I have a program that can be started or stopped at any moment. The program is used to download data from web pages. First, a user will define a bunch of web pages in a .csv file, then save that .csv file, then start the program. That program will read the .csv file and turn it into a list of jobs. Next, the jobs are split among 5 separate downloader functions that work in parallel but may take different times to download.

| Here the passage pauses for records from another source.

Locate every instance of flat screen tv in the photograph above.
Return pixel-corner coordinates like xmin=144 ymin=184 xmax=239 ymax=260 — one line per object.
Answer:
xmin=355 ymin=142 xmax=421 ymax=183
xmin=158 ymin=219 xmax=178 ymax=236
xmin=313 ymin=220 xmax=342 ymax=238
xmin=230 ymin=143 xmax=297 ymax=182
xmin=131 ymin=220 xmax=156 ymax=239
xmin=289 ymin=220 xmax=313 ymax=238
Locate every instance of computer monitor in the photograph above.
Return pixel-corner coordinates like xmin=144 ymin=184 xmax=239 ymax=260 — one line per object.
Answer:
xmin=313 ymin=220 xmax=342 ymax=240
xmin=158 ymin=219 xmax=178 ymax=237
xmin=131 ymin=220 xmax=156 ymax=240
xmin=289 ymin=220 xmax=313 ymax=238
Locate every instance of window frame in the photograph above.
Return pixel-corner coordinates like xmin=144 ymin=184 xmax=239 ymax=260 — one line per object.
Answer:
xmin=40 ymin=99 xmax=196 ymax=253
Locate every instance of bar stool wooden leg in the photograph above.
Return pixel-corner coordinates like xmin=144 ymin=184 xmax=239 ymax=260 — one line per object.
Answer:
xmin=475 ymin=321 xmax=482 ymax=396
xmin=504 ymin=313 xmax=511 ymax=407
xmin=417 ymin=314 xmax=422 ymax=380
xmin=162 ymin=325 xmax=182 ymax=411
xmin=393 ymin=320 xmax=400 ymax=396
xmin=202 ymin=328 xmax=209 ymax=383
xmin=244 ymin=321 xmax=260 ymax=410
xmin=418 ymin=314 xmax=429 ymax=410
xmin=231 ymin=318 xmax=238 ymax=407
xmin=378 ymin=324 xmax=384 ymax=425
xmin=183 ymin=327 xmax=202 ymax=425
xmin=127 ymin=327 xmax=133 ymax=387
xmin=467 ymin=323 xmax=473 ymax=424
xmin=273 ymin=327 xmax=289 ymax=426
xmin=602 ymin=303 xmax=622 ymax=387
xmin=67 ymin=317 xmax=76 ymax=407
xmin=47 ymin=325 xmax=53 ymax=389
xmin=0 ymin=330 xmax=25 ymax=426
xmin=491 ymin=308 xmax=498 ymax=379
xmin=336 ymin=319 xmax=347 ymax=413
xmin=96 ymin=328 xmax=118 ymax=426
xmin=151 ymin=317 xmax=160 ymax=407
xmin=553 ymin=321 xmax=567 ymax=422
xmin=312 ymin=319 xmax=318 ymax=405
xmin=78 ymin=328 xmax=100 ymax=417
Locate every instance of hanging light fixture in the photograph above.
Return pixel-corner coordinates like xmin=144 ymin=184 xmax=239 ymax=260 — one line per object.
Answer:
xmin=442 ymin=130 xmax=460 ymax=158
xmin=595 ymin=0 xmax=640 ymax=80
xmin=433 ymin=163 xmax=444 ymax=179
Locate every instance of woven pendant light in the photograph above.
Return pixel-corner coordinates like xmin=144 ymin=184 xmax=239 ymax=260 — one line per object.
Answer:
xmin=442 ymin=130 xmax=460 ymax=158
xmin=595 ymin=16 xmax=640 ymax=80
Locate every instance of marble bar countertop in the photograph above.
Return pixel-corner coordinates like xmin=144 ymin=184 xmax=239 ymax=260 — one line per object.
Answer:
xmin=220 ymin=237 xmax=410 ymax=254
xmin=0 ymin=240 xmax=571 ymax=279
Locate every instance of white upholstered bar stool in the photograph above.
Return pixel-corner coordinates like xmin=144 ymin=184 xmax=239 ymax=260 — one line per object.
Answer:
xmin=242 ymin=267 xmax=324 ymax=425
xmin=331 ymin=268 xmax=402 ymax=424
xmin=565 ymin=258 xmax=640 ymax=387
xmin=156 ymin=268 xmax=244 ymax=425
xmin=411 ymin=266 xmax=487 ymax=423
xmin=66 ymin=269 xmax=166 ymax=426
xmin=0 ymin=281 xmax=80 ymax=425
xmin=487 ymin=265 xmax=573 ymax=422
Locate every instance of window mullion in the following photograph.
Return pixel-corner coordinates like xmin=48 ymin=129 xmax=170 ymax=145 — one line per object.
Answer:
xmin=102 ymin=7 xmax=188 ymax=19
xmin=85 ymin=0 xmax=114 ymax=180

After a downloader (which there are 5 of) finished downloading a web page, I need it to open the .csv file and remove the link. This way, as time passes, the .csv file will get smaller and smaller. The issue is that sometimes two download functions will try to update the .csv file at the same time and will cause the program to crash. How can I deal with this?

user1367204
  • 4,549
  • 10
  • 49
  • 78
  • 2
    That seems like a particularly difficult way to handle the problem. What are these jobs? Perhaps that's the best way to handle the problem. Consume the csv once to create jobs (perhaps stored in a database or separate files) and manage those. If you want to do the csv thing, it should only be managed by a single entity (that master program dealing with the jobs perhaps) that is sent responses from the workers and does the csv file update. – tdelaney Jun 07 '17 at 20:01
  • 1
    You don't. Handling side-effects from multiple (parallel) points of control is a recipe for disaster. If it's the *only way to make it work* you can implement locks as some of your current answers suggest, however that doesn't seem to be the case here. You should implement a manager/worker pattern and have the manager handle IO, pass jobs off to the workers, and receive results from the workers. – Adam Smith Jun 07 '17 at 20:12

3 Answers3

4

If this is a continuation of your project from yesterday you already have your download list in memory - just remove the entries from the loaded list as their processes finish download and only write down the whole list over the input file once you're exiting the 'downloader'. There is no reason to constantly write down the changes.

If you want to know (say from an external process) when a url gets downloaded even while your 'downloader' is running, write in a downloaded.dat a new line each time a process returns that download was successful.

Of course, in both cases, write from within your main process/thread so you don't have to worry about mutex.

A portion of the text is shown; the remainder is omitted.